In 2020, Wood launched this type of service in one of the other condominium developments, Greenwich West, on Charlton Street in West SoHo, Manhattan. From there, more common services such as florists, music instructors, and dry cleaners expanded to 30 Warren in Tribeca and other Cape Advisors condos on 10011th Avenue in West Chelsea. Wood says bridging residents to local businesses will improve the housing experience.
As a developer, Mansion Global has caught up with Wood to find out more about why he prioritizes establishing a sense of place over following design trends.
Mansion Global: Your development caters to amenity lovers. Tell us more about the “Select” program that curates the services of local businesses.
Craig Wood: When we consider doing a new building or project, we are working to make it cohesive and give it a sense of place.We are doing this now [with Astoria West] And we did a lot of other things. You want people to feel better when they return to their apartment, their condo or their home. You want them to feel like they’re coming home. We are building partnerships with local companies that provide professional services to our tenants. This is a project in Soho, a project in Tribeca, and now, as we are talking about, in Astoria. We join a group of pre-scrutinized vendors and other people to provide our services. This can be anything from florists, tribeca sommeliers, dog walking services, music lessons to dry cleaners and other ordinary things.
MG: Does this benefit apply equally to rental and ownership opportunities? What is the reason?
CW: Of course. I’m doing it for this rental project in Astoria. It’s part of the overall service and experience we’re trying to inject into the property. Whether it’s for sale or for rent, people still need these services and they prefer to have something easy and handpicked for them. It helps with the experience of the neighborhood and the credibility of the place.
MG: Do you follow other design trends regarding built-in amenities?

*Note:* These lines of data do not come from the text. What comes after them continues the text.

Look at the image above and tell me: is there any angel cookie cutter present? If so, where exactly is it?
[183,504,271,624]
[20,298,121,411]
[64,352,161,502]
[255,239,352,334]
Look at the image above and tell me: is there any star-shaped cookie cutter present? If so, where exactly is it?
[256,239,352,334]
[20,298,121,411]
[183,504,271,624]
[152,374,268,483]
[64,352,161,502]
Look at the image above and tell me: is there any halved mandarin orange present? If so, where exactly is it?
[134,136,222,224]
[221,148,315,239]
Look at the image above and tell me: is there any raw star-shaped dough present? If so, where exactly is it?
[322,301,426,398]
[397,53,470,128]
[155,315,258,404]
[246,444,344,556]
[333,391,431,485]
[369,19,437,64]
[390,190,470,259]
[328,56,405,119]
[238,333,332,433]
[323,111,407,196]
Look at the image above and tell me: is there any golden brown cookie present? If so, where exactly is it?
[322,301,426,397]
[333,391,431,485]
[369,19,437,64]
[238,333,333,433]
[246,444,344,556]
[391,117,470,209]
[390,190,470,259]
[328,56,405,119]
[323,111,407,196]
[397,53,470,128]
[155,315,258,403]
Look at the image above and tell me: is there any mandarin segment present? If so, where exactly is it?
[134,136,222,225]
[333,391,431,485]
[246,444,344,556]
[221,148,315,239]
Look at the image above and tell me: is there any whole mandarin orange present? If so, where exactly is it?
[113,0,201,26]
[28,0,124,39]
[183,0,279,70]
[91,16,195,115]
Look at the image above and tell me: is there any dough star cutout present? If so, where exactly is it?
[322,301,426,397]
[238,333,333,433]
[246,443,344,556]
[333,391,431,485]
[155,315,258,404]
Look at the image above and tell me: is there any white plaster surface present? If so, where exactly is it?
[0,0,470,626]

CW: Throughout our career, we have worked with high-end architects and designers. The most successful will return to the sense of this neighborhood. They integrate the sense of place into the building, along with outdoor spaces and other design elements. Bringing the outdoors indoors is something we’ve been doing for years. For example, Astoria West has a large green roof of over an acre. A few years ago, Sag Harbor had more than two acres of rooftop greenery. Bringing light and air into an apartment creates a much more luxurious sensation than spending a lot of money on finishing a fashionable moment.
MG: Please tell us more about the rooftop greening of Astoria buildings.
CW: There is a large courtyard surrounded by three buildings. The courtyard is well maintained and has different levels. There is a roof with trees on it, probably 40,000 square feet overlooking the building. We did it so that basically every apartment has good light and air. In New York, backward-facing units can be more challenging in light, air, and green spaces compared to street-facing units. We turned it around. With stunning views of rivers, bridges, Long Island City and Manhattan, there is a soothing oasis here.
MG: What features and aspects were cut when running a shared outdoor space?
CW: [At Astoria West]There are various social spaces on the rooftop and courtyard. There is an outdoor workout area and other outdoor spaces outside the party and function rooms. There is a large coworking space where you can go in and out, and you can work inside and outside. There is a grill area and a pool with river views. Other areas are more meditative. We try to create different places that people can use in different ways and make it easier for people to experience it.
MG: From your experience in housing development, is there a combination of equipment and locations to move from your current home on the Upper East Side to another part of the city?
CW: I have to talk to my wife and daughter about that. I’m probably no different from most people. If it’s fair, you settle in your way. We take great pride in the project and continue to work on it even after it is finished. I don’t know if I will move. We have settled down as a family.There is an apartment on the Upper East Side and a house on Sag Harbor [on Long Island] What we love.
MG: What defines luxury for you?
CW: I’m back to where I started: it’s the sense of place, the comfort, the cohesiveness of the design, and everything else. People want to live in a place that makes them feel good. When you enter it, it looks and feels right. It feels like your home. You spend a tough day at work, go home, your blood pressure drops, and you feel like you’re home. In many cases it is difficult to achieve. Many buildings try it and don’t. In my opinion, it’s a luxury. You need something that looks and functions well, but it’s not just about spending money. It’s about that cohesive feel overall.